第76章 始まるGW
杏「この桜色の色留袖だ。きちんと下がり藤の家紋も入れてもらってあるぞ。桜も俺達にとって思い出深い色なのでこれを選んだんだ。」
「わああ…素敵……。」
桜はいざ目の前にしてしまうとその色留袖の美しさに目を輝かせる。
一方、初めてそれを着る主を見た店員は熱心に『一度着てみてはどうか』と話し掛けてきた。
店員が男で、尚且つ明らかに桜に好意を持った目をしていた為 杏寿郎は少し渋る。
「着たいです!!」
杏寿郎の独占欲は桜のその一言によって燻り続ける事になった。
桜は他の女性スタッフに連れて行かれながら杏寿郎に眩い笑顔を見せて手を振る。
杏「……………………………………。」
杏寿郎も余裕を持って微笑みながらそれに手を振り返したが男の店員が桜がいる店奥を気にしてチョロチョロと動く度に気が立ってしまう。
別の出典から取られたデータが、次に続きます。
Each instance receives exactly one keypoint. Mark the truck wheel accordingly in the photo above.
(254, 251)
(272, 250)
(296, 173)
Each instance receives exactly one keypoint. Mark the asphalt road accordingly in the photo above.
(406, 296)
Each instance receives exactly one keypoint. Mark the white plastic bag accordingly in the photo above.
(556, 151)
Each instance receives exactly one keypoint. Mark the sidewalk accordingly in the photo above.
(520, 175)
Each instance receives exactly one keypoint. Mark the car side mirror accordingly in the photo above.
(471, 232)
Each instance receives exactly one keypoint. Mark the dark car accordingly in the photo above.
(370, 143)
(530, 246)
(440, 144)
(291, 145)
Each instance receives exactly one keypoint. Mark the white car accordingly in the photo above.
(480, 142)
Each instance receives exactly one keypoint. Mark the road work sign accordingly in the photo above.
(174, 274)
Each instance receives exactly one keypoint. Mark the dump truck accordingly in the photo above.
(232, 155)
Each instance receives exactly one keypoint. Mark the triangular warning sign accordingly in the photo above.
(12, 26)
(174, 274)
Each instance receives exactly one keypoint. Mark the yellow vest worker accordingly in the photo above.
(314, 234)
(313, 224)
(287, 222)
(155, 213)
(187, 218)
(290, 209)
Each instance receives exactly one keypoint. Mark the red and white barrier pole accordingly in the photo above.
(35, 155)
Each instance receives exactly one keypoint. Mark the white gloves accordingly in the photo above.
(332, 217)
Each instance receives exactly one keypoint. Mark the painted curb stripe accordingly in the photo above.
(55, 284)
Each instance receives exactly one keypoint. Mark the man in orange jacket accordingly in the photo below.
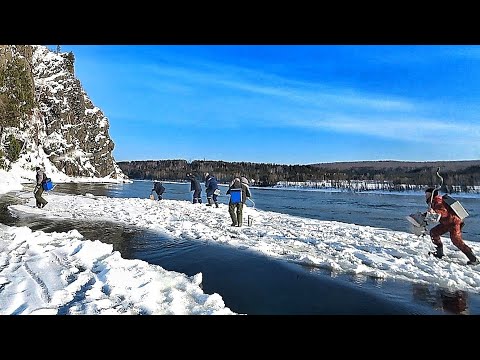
(449, 222)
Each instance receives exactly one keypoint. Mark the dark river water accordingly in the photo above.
(250, 283)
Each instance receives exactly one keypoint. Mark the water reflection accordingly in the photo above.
(451, 301)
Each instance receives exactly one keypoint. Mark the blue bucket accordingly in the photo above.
(235, 196)
(47, 185)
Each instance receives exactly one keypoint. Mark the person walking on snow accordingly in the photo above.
(449, 222)
(159, 189)
(211, 185)
(236, 210)
(40, 177)
(196, 188)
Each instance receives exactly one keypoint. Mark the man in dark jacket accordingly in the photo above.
(235, 209)
(211, 186)
(40, 201)
(196, 188)
(449, 222)
(159, 189)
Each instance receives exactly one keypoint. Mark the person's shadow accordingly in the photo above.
(451, 301)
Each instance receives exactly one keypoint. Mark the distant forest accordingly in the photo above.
(460, 174)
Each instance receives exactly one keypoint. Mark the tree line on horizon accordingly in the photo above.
(463, 175)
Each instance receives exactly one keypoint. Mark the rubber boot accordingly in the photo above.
(439, 252)
(472, 260)
(239, 219)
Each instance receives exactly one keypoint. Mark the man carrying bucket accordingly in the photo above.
(239, 192)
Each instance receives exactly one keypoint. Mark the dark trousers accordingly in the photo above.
(236, 213)
(197, 197)
(40, 201)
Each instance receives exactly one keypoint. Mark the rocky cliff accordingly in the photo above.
(47, 119)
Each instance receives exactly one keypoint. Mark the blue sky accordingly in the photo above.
(286, 104)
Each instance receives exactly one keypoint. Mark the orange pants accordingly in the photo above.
(455, 230)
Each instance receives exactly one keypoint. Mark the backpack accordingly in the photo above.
(47, 183)
(455, 205)
(235, 196)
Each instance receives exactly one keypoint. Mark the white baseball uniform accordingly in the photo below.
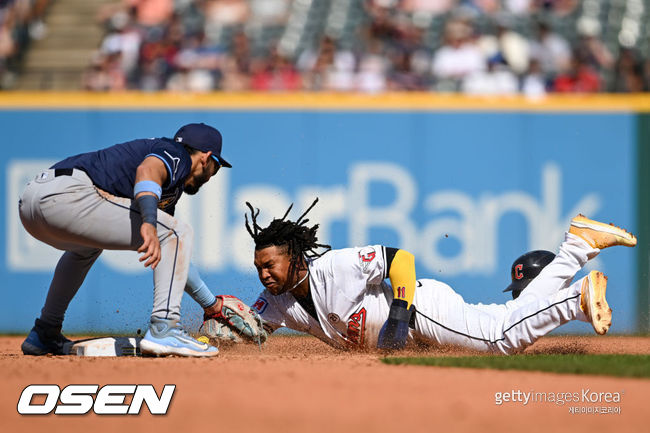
(352, 301)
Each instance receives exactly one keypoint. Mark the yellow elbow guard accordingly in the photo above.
(402, 276)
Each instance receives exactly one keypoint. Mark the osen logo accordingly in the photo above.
(108, 400)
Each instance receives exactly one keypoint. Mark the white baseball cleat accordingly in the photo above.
(600, 235)
(166, 337)
(593, 302)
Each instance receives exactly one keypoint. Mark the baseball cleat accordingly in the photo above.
(44, 339)
(593, 302)
(600, 235)
(166, 337)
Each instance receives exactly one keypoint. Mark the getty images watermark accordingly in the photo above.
(584, 401)
(81, 399)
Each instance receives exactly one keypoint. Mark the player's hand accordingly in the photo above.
(150, 247)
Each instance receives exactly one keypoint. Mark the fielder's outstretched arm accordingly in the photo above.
(150, 175)
(401, 265)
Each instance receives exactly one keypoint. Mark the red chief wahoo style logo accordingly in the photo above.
(366, 256)
(357, 327)
(518, 274)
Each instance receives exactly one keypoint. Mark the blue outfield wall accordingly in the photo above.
(466, 192)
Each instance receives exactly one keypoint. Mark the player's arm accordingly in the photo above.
(401, 272)
(199, 291)
(150, 175)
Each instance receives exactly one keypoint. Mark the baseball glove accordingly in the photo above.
(236, 322)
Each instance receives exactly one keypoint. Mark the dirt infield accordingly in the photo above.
(298, 384)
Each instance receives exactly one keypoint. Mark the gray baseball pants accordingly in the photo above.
(69, 213)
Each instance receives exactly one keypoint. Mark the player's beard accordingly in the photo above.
(198, 183)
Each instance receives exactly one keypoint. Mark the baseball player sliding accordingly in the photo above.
(342, 298)
(123, 198)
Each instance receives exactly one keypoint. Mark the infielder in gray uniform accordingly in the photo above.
(123, 198)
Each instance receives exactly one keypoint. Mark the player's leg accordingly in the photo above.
(45, 336)
(572, 256)
(444, 318)
(68, 212)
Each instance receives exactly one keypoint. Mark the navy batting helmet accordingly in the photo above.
(527, 267)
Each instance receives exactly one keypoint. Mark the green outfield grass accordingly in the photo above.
(605, 365)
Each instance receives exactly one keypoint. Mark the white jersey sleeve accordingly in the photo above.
(366, 263)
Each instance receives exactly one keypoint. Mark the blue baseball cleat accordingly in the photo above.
(165, 337)
(44, 339)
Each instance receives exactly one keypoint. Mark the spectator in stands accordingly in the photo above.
(276, 74)
(551, 50)
(581, 77)
(328, 68)
(459, 56)
(373, 66)
(106, 74)
(497, 79)
(123, 38)
(628, 76)
(591, 47)
(402, 76)
(533, 84)
(506, 44)
(196, 66)
(152, 13)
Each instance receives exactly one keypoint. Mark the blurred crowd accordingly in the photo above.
(470, 46)
(20, 22)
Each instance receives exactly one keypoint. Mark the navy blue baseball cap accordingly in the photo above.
(202, 137)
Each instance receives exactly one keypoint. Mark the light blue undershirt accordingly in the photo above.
(197, 289)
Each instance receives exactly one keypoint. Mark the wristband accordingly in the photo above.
(147, 186)
(148, 208)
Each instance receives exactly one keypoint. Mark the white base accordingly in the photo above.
(152, 348)
(104, 346)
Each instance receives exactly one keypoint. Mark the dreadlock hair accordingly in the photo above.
(300, 240)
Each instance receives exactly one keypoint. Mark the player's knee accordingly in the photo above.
(184, 231)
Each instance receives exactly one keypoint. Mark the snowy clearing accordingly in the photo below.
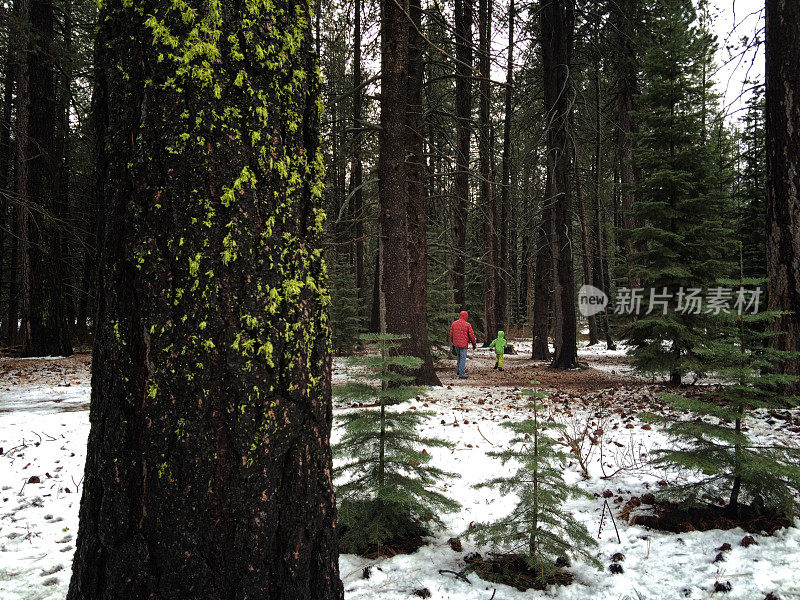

杏(なかなか落ち着かない男だな。桜に気付かれないうちに牽制するか。色留袖姿を見せる事さえ面白くない。)
杏「すまないが…、」
「杏寿郎さん!」
杏寿郎が男に声を掛けるより早く、自身でテキパキと着替えてしまった桜が店の奥から出て来た。
杏寿郎はその似合いぶりに男を忘れてパッと顔色を明るくさせる。
杏「とても似合っているぞ。やはりこの色だと愛らしくなるな。それにとても華やかで君の雰囲気とも合う。」
「ふふ、ありがとうござ、」
女生「「一ノ瀬先生、煉獄先生、こんばんはー!!」」
その声に桜の肩が跳ねた。
駒校の生徒が通り掛かったのだ。
ここは学校近くのショッピングモールで今はゴールデンウィーク初日の夕方である。
それを失念していた桜はパッと顔を赤らめた。